Depuis la disparition de Steve Maia Caniço, les autorités n’ont cessé de chercher à minimiser leurs responsabilités, quand elles n’ont pas tout simplement nié l’évidence. Il ne fait aujourd’hui aucun doute que la mort de Steve est la conséquence de l’usage disproportionné de la force par la police, après la charge contre un groupe de jeunes qui célébraient la fête de la musique au bord de la Loire.

Responsabilité politique
L’annonce par le ministre de l’Intérieur de la « mutation », sans sanction disciplinaire, du commissaire chef des opérations semble avoir essentiellement pour but de dédouaner la chaîne de commandement et de dépolitiser une affaire qui est exemplaire de la façon dont l’orientation sécuritaire du gouvernement est comprise « à la base ». Il y a deux ans, en effet, dans des circonstances similaires, au même endroit, la police avait décidé de ne pas aller à l’affrontement.

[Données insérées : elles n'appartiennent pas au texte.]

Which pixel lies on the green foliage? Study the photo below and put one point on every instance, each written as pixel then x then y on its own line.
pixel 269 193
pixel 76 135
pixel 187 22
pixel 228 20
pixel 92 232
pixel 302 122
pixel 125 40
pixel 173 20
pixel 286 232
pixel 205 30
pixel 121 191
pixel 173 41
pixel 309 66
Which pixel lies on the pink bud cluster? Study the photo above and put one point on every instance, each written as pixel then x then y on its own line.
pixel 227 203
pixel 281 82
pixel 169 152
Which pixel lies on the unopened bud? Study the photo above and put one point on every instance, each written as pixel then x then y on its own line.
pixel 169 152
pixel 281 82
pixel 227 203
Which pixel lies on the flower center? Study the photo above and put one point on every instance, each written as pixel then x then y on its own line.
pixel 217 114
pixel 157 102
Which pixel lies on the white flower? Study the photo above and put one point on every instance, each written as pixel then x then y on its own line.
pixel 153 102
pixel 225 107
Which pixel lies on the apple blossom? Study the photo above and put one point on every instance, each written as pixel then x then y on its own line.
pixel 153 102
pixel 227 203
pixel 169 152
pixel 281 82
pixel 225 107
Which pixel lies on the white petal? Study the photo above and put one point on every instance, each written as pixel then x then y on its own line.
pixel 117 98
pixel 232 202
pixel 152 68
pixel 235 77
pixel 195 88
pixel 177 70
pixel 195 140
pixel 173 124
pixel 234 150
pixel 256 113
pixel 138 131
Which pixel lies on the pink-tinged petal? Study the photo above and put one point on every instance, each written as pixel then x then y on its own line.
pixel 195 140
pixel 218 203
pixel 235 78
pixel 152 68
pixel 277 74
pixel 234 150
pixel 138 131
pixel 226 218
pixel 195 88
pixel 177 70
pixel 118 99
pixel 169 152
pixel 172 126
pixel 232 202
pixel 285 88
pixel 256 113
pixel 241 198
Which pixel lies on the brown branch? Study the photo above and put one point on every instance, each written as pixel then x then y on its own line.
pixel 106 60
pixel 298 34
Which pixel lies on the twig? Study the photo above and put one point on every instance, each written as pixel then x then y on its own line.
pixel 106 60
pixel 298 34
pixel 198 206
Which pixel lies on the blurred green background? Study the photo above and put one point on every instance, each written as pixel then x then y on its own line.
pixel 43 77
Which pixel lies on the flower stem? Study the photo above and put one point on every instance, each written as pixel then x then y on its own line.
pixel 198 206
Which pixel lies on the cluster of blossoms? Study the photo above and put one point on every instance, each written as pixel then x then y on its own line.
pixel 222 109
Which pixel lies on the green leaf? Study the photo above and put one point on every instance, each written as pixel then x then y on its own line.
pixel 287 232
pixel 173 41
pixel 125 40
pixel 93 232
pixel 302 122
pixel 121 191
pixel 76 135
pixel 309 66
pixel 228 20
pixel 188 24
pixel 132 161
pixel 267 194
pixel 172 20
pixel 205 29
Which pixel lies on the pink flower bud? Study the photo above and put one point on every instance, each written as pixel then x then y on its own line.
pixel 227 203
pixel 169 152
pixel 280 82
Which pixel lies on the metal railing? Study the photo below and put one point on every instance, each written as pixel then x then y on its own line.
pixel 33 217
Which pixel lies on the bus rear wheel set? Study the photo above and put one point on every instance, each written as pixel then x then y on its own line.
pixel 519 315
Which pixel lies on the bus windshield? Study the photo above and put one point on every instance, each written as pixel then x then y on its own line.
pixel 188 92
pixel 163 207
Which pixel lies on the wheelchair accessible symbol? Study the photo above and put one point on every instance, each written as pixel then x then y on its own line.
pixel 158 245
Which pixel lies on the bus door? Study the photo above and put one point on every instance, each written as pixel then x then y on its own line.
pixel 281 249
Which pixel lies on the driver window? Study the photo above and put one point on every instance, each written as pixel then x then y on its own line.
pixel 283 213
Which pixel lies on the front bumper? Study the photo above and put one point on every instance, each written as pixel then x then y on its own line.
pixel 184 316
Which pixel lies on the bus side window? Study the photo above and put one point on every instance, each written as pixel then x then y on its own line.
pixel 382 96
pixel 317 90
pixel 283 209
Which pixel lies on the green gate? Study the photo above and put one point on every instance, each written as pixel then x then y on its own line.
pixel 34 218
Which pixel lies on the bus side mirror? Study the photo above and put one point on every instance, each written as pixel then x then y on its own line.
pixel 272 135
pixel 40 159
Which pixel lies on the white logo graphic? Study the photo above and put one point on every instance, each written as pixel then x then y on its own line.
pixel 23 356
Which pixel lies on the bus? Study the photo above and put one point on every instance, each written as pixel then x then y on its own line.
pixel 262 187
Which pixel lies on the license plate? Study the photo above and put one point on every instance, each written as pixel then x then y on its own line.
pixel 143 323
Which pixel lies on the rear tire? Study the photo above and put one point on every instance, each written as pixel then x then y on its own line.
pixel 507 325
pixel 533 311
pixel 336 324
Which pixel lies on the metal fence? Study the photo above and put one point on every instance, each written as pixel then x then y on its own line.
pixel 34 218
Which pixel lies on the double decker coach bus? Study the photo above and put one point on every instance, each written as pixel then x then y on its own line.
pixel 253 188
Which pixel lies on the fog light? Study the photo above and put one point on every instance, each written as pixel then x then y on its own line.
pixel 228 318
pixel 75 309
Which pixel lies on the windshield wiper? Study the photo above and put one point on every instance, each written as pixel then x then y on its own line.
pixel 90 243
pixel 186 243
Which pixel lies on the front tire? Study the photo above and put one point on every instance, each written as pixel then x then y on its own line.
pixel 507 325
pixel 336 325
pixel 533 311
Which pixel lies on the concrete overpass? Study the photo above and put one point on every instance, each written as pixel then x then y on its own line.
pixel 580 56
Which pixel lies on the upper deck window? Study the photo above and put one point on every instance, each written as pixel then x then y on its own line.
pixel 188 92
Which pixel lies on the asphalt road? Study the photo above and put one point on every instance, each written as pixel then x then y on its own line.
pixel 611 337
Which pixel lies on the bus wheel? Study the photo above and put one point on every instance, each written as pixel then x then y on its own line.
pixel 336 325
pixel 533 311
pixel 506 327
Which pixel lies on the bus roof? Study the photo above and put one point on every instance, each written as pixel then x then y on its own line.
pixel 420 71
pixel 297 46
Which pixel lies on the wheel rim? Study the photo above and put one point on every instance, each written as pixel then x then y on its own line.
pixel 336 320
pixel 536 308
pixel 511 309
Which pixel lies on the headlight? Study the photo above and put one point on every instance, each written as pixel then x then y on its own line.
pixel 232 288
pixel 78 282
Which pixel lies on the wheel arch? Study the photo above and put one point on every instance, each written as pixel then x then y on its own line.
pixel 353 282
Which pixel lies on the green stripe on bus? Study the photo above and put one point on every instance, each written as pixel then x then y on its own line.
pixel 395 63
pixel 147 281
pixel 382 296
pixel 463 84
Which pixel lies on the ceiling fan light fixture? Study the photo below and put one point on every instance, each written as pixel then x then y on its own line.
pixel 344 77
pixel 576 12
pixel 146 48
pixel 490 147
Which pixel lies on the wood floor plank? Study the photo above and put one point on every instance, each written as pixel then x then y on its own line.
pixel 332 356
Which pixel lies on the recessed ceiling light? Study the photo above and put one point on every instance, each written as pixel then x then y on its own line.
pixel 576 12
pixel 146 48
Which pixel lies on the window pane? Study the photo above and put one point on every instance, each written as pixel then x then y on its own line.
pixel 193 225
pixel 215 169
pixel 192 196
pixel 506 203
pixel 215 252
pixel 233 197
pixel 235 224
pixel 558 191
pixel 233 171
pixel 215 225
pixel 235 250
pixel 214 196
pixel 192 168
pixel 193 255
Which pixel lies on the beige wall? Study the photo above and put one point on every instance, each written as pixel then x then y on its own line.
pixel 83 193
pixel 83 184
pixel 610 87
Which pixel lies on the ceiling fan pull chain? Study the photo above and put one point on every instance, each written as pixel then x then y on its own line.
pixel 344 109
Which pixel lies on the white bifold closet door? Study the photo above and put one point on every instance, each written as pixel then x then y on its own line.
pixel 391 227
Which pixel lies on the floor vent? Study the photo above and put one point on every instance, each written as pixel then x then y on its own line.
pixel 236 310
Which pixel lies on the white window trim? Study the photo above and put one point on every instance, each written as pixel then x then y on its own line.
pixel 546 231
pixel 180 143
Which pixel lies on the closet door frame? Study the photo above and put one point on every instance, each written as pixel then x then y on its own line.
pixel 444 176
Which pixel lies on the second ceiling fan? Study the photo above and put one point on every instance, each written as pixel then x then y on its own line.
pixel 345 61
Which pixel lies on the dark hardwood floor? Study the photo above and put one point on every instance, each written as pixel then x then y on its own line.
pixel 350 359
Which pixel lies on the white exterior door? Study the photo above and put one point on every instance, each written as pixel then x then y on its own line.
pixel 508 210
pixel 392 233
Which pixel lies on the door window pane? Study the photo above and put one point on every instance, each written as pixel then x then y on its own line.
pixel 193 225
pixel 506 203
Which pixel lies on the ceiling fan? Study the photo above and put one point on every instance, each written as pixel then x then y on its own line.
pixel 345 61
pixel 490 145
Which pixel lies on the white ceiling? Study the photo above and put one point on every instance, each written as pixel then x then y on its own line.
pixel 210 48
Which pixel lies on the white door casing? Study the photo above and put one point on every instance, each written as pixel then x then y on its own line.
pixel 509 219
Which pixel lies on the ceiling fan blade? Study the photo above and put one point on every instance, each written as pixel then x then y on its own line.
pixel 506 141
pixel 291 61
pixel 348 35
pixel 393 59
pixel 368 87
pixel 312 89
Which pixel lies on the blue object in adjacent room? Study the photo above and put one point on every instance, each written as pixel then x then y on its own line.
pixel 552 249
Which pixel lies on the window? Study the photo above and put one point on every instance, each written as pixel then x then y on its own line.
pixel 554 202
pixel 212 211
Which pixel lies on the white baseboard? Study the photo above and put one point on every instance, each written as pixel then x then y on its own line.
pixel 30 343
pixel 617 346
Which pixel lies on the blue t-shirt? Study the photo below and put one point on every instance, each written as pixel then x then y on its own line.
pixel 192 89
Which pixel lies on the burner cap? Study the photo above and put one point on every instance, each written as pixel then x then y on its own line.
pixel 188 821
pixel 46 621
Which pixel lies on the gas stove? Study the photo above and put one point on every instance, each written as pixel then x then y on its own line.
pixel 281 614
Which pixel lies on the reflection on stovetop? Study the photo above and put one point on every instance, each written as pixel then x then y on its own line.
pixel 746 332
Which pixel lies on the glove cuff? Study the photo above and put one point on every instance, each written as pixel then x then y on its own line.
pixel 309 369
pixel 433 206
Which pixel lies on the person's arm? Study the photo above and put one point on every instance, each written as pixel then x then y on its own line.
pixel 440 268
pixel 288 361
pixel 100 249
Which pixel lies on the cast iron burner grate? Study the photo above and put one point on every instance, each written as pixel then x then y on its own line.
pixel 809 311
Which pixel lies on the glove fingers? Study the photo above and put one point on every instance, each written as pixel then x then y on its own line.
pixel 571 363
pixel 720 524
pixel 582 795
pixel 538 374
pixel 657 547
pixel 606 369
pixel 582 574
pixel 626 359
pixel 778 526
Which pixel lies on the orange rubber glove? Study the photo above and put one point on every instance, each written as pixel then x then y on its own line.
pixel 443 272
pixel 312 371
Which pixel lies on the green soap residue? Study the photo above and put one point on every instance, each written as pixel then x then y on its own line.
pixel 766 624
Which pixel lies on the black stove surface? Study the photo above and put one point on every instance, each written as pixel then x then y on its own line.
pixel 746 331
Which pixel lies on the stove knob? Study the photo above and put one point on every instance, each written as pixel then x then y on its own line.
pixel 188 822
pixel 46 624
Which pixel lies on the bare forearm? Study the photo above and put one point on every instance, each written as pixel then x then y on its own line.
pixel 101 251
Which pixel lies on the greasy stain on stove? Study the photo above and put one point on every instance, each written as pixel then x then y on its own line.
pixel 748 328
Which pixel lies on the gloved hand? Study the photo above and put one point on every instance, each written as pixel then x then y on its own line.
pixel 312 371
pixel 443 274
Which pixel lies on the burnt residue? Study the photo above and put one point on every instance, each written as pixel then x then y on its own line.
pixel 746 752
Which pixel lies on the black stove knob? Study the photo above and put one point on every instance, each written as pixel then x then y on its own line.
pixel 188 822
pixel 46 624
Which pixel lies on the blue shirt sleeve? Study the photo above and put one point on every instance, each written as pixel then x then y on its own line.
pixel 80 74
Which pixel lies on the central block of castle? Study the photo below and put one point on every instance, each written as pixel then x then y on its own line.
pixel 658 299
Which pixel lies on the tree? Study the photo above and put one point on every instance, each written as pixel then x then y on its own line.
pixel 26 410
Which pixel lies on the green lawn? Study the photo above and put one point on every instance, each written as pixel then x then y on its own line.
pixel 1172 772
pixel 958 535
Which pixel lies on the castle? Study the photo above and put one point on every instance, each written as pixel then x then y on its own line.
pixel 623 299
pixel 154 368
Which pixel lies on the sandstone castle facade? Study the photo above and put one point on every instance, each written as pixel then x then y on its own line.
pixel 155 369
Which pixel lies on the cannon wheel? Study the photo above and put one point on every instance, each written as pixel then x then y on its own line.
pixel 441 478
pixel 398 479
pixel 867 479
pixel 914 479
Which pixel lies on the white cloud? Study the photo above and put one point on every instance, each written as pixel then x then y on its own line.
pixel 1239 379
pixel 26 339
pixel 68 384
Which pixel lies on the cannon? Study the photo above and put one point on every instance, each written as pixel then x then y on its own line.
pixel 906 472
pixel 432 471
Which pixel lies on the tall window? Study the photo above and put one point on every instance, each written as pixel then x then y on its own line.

La justice, c’est d’abord que toute la lumière soit faite sur la mort de Steve, et que les responsables soient poursuivis et condamnés. C’est aussi que le gouvernement reconnaisse sa responsabilité politique et en tire toutes les conséquences, modifie radicalement sa façon de traiter le maintien de l’ordre, au lieu de faire sauter des fusibles et d’ouvrir des parapluies.
Cela implique aussi que soit mise en débat la création d’une autorité indépendante chargée d’enquêter sur les suspicions de violence policière, l’IGPN ayant, par ses conclusions ridicules sur cette affaire, montré une fois de plus son inefficacité, voire sa partialité.